In [14]:
import boto3
import botocore
import json
import os
import uuid

glue = boto3.client('glue')
s3 = boto3.resource('s3')
s3_client = boto3.client('s3')
lf = boto3.client('lakeformation')

session = boto3.session.Session()
region = session.region_name
account_id = boto3.client('sts').get_caller_identity().get('Account')

database_name = 'taxi-demo' # AWS Glue Data Catalog Database Name

### [Create S3 Bucket](https://docs.aws.amazon.com/AmazonS3/latest/gsg/CreatingABucket.html)

We will create an S3 bucket that will be used throughout the workshop for storing our data.

[s3.create_bucket](https://boto3.amazonaws.com/v1/documentation/api/latest/reference/services/s3.html#S3.Client.create_bucket) boto3 documentation

In [4]:
def create_bucket_name(bucket_prefix):
    # The generated bucket name must be between 3 and 63 chars long
    return ''.join([bucket_prefix, str(uuid.uuid4())])

def create_bucket(region, session, bucket_prefix):
    bucket = create_bucket_name(bucket_prefix)
    
    if region != 'us-east-1':
        session.resource('s3').create_bucket(Bucket=bucket, CreateBucketConfiguration={'LocationConstraint': region})
    else:
        session.resource('s3').create_bucket(Bucket=bucket)
    return bucket

bucket = create_bucket(region, session, 'glue-studio-taxi-')

'glue-studio-taxi-be7713e5-c47e-466f-8322-f91db13d1bb1'

### [Copy Sample Data to S3 bucket](https://boto3.amazonaws.com/v1/documentation/api/latest/guide/s3-example-download-file.html)

We will download some files from New York City Taxi and Limousine Commission (TLC) Trip Record Data dataset available on the [AWS Open Data Registry](https://registry.opendata.aws/nyc-tlc-trip-records-pds/)

In [7]:
!aws s3 cp s3://nyc-tlc/trip\ data/yellow_tripdata_2017-01.csv s3://$bucket/datalake/yellow/
!aws s3 cp s3://nyc-tlc/trip\ data/yellow_tripdata_2017-02.csv s3://$bucket/datalake/yellow/

copy: s3://nyc-tlc/trip data/yellow_tripdata_2017-01.csv to s3://glue-studio-taxi-be7713e5-c47e-466f-8322-f91db13d1bb1/datalake/yellow/yellow_tripdata_2017-01.csv
copy: s3://nyc-tlc/trip data/yellow_tripdata_2017-02.csv to s3://glue-studio-taxi-be7713e5-c47e-466f-8322-f91db13d1bb1/datalake/yellow/yellow_tripdata_2017-02.csv


### [Upload to S3](https://docs.aws.amazon.com/AmazonS3/latest/dev/Welcome.html)

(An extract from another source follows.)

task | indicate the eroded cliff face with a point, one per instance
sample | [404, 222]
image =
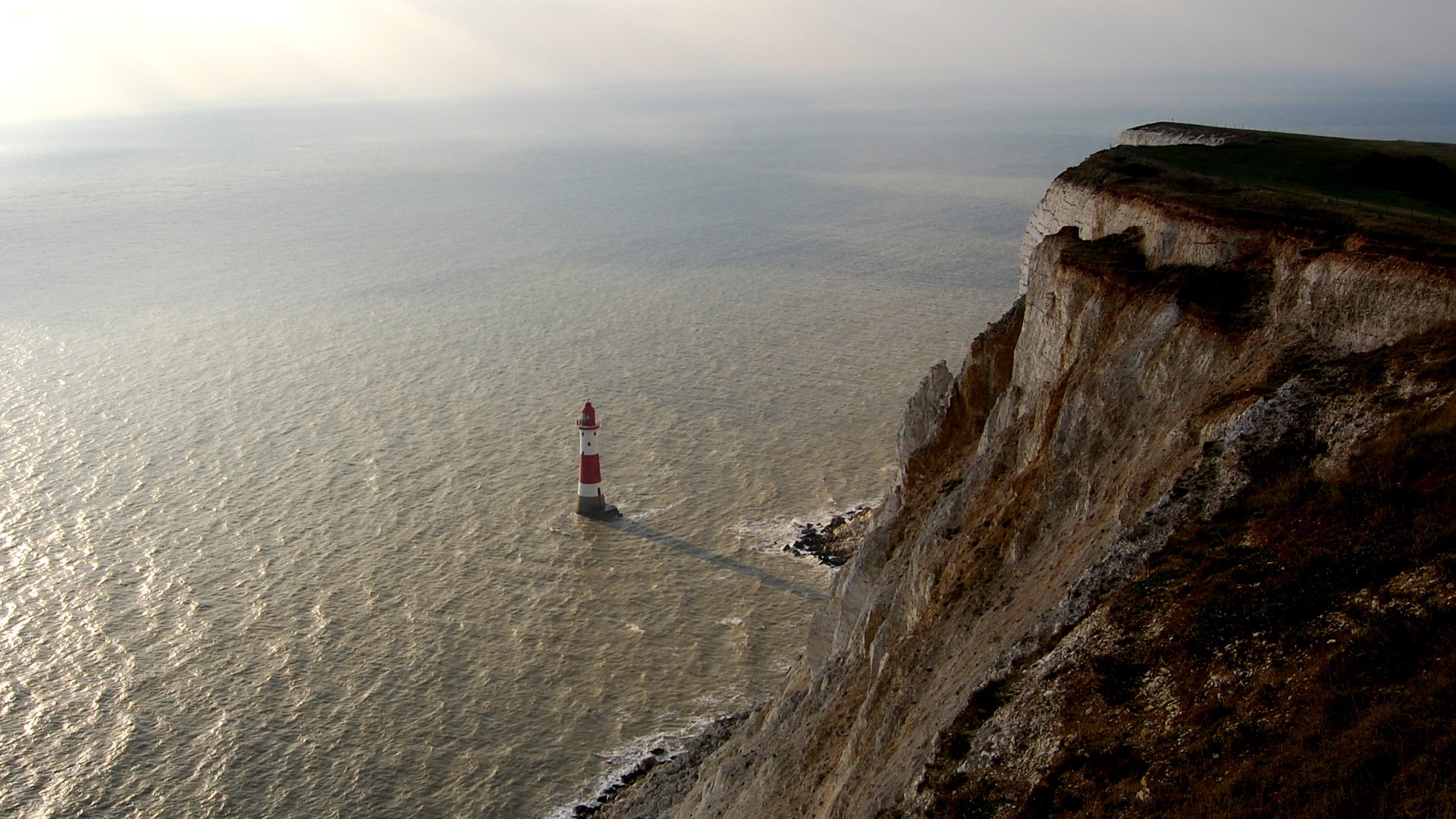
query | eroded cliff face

Next, we will upload the json files located in the `data` folder to S3 to be used later in the workshop.

[s3.upload_file](https://boto3.amazonaws.com/v1/documentation/api/latest/reference/services/s3.html#S3.Client.upload_file) boto3 documentation

In [8]:
file_name = 'paymenttype.csv'
path = 'data'
session.resource('s3').Bucket(bucket).Object(os.path.join('datalake', 'paymenttype', file_name)).upload_file(path + '/' + file_name)

file_name = 'ratecode.csv'
session.resource('s3').Bucket(bucket).Object(os.path.join('datalake', 'ratecode', file_name)).upload_file(path + '/' + file_name)

file_name = 'taxi_zone_lookup.csv'
session.resource('s3').Bucket(bucket).Object(os.path.join('datalake', 'taxi_zone_lookup', file_name)).upload_file(path + '/' + file_name)

#### Add LakeFormation Permissions to create databases

In [13]:
# Import SageMaker Python SDK to get the Session and execution_role
import sagemaker
from sagemaker import get_execution_role
sess = sagemaker.Session()
role = get_execution_role()
role_name = role[role.rfind('/') + 1:]
print(role_name)

sage-AmazonSageMaker-ExecutionRole


#### Add role a Data Lake Administrator 

Log into the console and go to AWS Lake Formation -> Permissions -> Admins and database creators and add the role above as a Database Creator

![db-creators.png](attachment:db-creators.png)

### Create the [AWS Glue Catalog Database](https://docs.aws.amazon.com/glue/latest/dg/define-database.html)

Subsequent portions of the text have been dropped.